We have shared our findings and those of other researchers in the field in How Babies Talk: The Magic and Mystery of Language in the First Three Years of Life (translated into French, Spanish, Italian, Korean, and Chinese). The field knows a great deal now about how to help our children learn language and it has nothing to do with buying videos. Talking with our children and reading to them feeds their language learning machine.
While we call ourselves the Infant Language Project, we focus on more than how children learn language. We also study what young children know about geometric forms like squares and triangles and how they develop their spatial and early mathematical skills. We are part of an effort to understand how learning begins in the STEM disciplines of Science, Technology, Engineering, and Math.
We also study how children learn from play. In Celebrate the Scribble: Appreciating Children's Art (Crayola Beginnings Press), we show how play with ordinary pencil and paper feeds into the development of writing and early literacy. In our award-winning book Einstein Never Used Flash Cards: How Our Children Learn and Why They Need to Play More and Memorize Less (Rodale, 2003 – translated into Spanish, Chinese, Japanese, Korean, Indonesian and Portuguese), we describe how young children learn in a variety of domains. Our goal is to reassure parents that they can have smart and well-adjusted children without breaking the bank!

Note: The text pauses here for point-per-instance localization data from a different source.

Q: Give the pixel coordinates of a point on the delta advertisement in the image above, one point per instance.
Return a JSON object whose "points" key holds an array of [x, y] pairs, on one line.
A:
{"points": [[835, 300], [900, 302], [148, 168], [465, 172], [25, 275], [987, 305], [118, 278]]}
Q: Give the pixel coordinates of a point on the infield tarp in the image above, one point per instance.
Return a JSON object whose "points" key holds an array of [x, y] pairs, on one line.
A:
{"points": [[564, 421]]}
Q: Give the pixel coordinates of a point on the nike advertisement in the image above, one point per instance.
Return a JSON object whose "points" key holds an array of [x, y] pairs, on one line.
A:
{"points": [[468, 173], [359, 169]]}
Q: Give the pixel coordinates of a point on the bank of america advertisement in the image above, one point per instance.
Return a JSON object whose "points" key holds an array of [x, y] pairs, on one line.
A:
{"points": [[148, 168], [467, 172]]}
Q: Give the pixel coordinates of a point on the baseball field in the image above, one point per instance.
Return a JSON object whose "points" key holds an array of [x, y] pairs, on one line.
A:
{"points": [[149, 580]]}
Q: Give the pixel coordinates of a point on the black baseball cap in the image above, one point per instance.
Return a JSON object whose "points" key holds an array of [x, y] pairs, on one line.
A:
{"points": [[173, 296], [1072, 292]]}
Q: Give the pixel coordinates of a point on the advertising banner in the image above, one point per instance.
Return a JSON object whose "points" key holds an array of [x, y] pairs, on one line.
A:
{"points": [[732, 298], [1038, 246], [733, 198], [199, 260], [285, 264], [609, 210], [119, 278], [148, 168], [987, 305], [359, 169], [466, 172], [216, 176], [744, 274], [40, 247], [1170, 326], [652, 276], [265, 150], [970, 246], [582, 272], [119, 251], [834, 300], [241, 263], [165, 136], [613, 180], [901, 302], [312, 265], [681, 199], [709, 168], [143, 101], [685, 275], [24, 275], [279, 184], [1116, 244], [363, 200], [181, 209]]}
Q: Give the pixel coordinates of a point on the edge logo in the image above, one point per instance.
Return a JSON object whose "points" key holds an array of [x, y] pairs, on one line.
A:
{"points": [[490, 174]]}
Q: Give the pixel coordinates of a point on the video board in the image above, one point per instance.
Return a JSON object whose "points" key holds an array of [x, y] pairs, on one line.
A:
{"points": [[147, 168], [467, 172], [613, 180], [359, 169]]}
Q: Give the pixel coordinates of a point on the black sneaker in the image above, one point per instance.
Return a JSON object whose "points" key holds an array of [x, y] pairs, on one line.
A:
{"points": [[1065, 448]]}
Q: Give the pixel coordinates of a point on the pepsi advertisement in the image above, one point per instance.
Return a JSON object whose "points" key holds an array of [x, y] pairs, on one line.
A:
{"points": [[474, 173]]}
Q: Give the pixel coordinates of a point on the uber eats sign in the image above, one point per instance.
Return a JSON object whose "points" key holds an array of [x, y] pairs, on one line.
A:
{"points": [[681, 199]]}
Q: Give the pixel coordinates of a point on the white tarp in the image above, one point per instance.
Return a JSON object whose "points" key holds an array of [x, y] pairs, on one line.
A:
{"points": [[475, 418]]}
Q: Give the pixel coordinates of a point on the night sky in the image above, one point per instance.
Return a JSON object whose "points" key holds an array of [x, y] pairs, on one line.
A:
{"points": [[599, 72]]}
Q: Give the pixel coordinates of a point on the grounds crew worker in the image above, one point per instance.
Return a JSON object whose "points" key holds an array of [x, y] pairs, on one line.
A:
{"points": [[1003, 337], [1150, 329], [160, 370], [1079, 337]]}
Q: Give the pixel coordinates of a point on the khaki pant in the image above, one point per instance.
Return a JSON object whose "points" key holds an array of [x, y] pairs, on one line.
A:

What does good early education look like? Our last book, A Mandate for Playful Learning in Preschool: Presenting the Evidence (Oxford University Press) shares the research on how play and playful learning promote learning in preschool and kindergarten. For children to succeed in the 21st century, we need to encourage our children to play and our schools to teach in an engaging way that promotes what we call the 6Cs – collaboration, communication, content, critical thinking, creative innovation and confidence.